Bij de regeling zijn diverse (sloop)werkzaamheden uitgezonderd van de vergunningsplicht. Het gaat daarbij om activiteiten die noodzakelijk zijn (onderhoud, sloop in het kader van vergunningsvrij bouwen, bouwveiligheid) en/of sloopwerkzaamheden waarbij geen omschreven waarden verloren gaan. Hiermee wordt voorkomen dat er sprake is van een onnodige vergunningsplicht en dat een omgevingsvergunning alleen aangevraagd moet worden als er sprake is van het (deels) slopen van de beschreven cultuurhistorische waarden, in bijlage 1 bij de regels.

3.1.4 Objecten met cultuurhistorische betekenis, Artikel 3.3

Een beperkte lijst met objecten wordt met een regeling beschermd tegen het zondermeer (gedeeltelijk) slopen van de beschreven waarden.
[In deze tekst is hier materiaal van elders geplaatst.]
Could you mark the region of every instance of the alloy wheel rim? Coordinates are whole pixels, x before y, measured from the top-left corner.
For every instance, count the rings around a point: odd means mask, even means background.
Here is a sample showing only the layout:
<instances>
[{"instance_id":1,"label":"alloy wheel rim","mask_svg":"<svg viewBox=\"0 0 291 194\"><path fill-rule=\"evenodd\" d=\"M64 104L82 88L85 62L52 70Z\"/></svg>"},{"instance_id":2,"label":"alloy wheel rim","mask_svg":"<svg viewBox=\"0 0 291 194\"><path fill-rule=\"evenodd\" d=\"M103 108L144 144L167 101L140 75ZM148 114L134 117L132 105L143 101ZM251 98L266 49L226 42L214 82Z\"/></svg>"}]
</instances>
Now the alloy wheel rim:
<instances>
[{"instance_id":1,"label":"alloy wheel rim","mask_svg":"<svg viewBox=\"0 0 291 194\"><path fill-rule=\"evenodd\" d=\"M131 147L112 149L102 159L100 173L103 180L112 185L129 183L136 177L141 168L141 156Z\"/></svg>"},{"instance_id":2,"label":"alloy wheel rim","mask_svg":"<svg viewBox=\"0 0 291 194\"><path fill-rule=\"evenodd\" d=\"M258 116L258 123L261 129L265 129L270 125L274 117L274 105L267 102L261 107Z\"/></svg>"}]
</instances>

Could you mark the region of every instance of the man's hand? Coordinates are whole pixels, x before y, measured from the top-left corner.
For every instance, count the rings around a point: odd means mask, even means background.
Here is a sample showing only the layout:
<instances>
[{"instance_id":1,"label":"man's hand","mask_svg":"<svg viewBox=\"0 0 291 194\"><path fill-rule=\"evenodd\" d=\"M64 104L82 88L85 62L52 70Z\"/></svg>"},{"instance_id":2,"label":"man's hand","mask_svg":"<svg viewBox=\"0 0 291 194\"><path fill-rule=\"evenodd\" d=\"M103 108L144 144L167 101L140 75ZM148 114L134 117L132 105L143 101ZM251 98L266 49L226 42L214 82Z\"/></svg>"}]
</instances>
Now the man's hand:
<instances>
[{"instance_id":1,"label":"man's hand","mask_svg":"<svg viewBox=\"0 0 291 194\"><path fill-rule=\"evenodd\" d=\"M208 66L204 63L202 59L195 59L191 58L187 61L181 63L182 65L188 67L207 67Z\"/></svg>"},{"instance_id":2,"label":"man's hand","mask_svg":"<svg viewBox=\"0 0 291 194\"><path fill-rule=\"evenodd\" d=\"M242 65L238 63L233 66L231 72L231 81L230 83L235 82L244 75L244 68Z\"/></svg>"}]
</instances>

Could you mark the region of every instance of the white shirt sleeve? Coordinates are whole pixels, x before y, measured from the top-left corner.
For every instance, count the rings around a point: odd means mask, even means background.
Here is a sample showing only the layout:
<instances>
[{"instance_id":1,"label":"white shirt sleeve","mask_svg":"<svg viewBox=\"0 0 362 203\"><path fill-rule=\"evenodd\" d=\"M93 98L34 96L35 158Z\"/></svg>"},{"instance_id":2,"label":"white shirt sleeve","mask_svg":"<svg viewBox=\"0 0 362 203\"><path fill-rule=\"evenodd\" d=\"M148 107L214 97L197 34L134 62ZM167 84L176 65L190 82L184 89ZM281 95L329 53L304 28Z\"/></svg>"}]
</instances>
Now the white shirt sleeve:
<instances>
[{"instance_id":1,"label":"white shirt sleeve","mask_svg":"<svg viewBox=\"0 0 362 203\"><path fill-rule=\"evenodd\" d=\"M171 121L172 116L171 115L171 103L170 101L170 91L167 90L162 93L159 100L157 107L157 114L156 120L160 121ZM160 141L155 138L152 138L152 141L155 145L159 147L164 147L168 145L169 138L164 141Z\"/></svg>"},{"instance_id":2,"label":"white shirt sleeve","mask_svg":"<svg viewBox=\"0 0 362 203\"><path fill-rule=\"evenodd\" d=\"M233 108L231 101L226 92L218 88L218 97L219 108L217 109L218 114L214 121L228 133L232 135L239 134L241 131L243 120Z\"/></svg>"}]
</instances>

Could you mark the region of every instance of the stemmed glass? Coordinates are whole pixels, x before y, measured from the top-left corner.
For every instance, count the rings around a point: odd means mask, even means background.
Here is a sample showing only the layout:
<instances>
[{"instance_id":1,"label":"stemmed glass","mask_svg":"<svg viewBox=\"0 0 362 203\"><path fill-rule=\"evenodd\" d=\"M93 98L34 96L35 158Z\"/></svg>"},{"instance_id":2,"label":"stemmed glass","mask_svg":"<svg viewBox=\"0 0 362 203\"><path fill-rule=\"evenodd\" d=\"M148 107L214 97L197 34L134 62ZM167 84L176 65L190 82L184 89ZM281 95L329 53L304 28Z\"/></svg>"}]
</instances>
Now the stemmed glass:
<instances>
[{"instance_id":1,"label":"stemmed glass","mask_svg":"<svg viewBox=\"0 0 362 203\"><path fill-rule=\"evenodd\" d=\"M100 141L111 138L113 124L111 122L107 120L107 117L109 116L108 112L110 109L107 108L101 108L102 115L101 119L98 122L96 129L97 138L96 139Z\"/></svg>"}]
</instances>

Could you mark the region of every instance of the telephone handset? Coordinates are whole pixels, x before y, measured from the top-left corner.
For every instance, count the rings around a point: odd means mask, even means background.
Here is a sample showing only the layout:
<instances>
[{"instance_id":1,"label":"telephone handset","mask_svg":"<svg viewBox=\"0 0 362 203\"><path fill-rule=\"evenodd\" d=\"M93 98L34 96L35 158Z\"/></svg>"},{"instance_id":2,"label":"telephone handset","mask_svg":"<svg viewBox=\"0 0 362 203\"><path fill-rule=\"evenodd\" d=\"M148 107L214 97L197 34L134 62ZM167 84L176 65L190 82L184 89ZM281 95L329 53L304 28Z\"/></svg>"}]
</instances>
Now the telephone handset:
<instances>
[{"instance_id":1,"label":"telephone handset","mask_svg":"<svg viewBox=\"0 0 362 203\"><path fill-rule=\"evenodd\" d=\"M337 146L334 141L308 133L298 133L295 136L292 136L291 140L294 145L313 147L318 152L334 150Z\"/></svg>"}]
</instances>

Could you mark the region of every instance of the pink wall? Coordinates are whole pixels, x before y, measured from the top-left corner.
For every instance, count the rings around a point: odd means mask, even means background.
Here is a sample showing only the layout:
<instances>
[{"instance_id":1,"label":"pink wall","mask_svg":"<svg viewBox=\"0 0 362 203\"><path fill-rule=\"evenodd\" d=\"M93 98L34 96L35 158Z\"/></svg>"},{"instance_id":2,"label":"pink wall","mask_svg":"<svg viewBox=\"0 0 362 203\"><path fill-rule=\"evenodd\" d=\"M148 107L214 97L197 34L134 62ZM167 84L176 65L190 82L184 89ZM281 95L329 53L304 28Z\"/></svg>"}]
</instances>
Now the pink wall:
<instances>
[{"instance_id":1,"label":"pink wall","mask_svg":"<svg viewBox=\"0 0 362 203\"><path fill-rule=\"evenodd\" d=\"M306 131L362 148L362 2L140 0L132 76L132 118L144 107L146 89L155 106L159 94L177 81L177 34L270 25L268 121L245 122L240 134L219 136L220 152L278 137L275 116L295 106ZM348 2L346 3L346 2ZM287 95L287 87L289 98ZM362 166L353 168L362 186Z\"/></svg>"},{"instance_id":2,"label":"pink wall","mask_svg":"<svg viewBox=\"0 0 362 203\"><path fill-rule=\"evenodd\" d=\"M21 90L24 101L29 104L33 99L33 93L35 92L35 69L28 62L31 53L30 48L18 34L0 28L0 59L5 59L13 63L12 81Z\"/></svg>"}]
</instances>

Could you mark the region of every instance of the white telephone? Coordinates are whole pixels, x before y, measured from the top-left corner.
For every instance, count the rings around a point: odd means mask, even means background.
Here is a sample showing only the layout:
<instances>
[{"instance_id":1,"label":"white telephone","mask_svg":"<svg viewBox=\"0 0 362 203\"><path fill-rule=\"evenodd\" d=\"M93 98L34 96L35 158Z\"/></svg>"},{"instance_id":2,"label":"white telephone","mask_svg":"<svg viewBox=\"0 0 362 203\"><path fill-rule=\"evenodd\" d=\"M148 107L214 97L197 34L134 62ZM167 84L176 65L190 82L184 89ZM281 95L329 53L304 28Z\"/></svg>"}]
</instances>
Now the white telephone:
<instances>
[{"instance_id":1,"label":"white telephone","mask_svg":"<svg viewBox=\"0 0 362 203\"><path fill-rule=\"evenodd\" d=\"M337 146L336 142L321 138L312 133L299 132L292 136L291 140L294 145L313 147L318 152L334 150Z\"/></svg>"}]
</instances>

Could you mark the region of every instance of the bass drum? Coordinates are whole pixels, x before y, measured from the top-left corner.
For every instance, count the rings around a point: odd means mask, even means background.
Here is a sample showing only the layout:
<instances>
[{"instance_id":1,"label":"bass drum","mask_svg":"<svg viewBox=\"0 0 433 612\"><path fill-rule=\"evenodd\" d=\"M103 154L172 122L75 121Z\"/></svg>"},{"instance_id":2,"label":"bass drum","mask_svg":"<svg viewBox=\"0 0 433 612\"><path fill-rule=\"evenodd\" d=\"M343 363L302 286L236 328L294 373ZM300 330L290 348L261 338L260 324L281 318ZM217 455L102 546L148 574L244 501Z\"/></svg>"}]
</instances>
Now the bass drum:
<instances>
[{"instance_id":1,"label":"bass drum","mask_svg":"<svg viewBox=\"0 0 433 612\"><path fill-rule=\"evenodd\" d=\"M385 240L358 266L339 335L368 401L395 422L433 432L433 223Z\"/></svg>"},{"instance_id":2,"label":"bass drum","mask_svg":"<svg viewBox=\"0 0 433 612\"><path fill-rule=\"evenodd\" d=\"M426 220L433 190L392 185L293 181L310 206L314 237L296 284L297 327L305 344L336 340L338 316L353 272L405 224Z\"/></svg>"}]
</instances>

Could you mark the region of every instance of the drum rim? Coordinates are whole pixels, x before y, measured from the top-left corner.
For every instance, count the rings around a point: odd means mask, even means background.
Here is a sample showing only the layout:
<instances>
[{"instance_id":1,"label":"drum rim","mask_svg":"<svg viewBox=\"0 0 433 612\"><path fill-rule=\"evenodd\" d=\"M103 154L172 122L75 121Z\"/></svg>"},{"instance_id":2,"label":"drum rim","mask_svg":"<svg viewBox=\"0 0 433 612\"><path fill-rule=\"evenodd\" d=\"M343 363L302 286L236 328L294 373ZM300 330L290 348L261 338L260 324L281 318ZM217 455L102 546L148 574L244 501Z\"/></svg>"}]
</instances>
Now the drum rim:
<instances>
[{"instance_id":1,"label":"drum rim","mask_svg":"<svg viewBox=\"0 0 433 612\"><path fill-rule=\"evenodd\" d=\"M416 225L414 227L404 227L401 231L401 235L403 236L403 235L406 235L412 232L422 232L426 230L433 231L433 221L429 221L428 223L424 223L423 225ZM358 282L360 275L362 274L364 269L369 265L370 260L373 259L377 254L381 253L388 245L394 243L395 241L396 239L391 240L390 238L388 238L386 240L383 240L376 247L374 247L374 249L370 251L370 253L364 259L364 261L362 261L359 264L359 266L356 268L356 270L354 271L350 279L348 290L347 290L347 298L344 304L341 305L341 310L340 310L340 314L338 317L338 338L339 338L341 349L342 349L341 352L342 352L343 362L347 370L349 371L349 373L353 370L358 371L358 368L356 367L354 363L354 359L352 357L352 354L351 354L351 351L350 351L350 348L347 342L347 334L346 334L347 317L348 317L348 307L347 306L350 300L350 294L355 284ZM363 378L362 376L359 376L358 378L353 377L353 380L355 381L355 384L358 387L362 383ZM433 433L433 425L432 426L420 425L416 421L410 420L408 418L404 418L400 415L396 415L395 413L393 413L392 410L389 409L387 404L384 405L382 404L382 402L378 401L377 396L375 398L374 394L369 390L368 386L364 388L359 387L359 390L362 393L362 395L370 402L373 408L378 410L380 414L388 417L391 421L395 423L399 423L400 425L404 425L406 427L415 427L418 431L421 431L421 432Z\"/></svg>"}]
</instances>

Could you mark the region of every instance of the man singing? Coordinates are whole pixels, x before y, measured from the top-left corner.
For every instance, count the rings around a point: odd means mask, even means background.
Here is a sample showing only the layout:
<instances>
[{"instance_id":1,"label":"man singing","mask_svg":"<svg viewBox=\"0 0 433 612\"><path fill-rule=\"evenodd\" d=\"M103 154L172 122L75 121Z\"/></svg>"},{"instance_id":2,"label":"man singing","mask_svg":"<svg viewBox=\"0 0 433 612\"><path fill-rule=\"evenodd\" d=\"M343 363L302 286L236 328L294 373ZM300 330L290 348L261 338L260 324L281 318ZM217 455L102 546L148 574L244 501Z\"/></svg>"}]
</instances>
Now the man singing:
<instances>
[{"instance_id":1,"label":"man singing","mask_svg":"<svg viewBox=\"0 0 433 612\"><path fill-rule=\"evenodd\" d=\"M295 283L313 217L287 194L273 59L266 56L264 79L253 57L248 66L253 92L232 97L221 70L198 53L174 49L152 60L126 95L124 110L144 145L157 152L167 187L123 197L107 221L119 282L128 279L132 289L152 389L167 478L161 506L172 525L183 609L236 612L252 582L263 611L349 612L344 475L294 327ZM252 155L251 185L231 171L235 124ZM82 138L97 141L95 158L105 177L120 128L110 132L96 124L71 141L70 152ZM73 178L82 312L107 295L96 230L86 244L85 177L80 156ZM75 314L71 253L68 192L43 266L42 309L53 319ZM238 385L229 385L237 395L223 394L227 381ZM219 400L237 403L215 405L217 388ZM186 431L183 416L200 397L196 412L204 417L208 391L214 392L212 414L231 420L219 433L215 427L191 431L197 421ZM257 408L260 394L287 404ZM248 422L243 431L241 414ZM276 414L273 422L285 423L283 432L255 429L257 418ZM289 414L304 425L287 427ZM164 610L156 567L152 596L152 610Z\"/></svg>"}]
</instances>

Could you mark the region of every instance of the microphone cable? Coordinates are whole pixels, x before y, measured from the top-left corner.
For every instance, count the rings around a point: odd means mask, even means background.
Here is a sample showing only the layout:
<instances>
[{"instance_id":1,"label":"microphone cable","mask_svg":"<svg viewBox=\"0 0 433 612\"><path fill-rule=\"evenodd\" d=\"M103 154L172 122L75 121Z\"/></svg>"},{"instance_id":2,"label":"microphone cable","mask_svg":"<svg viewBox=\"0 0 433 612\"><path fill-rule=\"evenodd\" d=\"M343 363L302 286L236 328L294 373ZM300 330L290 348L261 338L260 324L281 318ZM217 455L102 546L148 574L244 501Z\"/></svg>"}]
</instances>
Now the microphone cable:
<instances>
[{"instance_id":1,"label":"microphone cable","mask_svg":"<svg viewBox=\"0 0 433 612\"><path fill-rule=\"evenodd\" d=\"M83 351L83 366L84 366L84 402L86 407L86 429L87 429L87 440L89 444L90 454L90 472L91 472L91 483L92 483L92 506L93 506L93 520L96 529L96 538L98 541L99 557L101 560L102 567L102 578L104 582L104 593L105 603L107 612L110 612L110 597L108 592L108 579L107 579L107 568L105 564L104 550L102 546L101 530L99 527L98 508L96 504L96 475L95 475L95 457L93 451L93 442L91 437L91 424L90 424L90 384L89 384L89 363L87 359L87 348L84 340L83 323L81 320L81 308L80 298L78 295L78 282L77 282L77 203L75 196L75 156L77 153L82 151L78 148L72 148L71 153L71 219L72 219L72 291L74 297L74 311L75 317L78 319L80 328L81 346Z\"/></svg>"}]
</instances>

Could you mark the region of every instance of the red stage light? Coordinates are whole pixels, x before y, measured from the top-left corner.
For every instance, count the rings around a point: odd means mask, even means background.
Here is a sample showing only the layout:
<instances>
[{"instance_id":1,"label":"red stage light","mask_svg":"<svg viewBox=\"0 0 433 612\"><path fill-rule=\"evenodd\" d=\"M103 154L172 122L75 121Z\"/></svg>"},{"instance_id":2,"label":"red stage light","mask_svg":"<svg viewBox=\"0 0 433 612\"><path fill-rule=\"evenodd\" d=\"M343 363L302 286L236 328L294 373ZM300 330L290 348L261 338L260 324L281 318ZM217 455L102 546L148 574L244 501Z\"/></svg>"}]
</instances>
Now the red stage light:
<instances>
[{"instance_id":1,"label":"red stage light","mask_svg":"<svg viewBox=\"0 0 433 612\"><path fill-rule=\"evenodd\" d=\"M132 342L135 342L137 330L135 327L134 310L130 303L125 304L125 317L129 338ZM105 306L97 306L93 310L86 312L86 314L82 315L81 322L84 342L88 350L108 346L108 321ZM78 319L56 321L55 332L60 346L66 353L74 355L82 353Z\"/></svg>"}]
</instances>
Daarnaast staat nog een aantal objecten op de lijst met potentieel waardevolle objecten die niet geschaard worden onder behoudenswaardig, maar wel van cultuurhistorische betekenis zijn. Deze objecten hebben op de verbeelding de aanduiding 'karakteristiek' gekregen.

Hoofdstuk 4 Uitvoerbaarheid

Bij het opstellen van de beheersverordening dient rekening gehouden te worden met de uitvoerbaarheid. Daaronder valt zowel de onderzoeksverplichting naar verschillende ruimtelijk relevante aspecten (geluid, bodem, etc.) maar ook de economische uitvoerbaarheid.

De doelstelling van dit bestemmingsplan is het zorgen voor een planologisch-juridisch kader voor de bescherming van cultuurhistorisch waardevolle objecten die niet als monument zijn aangewezen. Er zijn met voorliggend bestemmingsplan geen nieuwe ontwikkelingen voorzien.

Hoofdstuk 5 Procedure

De Wet ruimtelijke ordening (Wro) kent geen voorbereidingsprocedure voor de beheersverordening. De gemeente kan derhalve zelf invulling geven aan de voorbereidingsprocedure. Op basis van de gemeentelijke inspraakverordening van de gemeente Leusden heeft de gemeente geen verplichting tot inspraak bij een beheersverordening.

De objecten hebben eerder deel uitgemaakt van het ontwerpbestemmingsplan 'Parapluplan Cultureel erfgoed'. Via die weg is dus reeds gelegenheid gegeven om te reageren.

De beheersverordening wordt door de gemeenteraad vastgesteld. Hierop is hoofdstuk 3 van de Algemene wet bestuursrecht (Awb) van toepassing. Tegen het besluit tot vaststellen van een beheersverordening kan geen bezwaar of beroep worden aangetekend.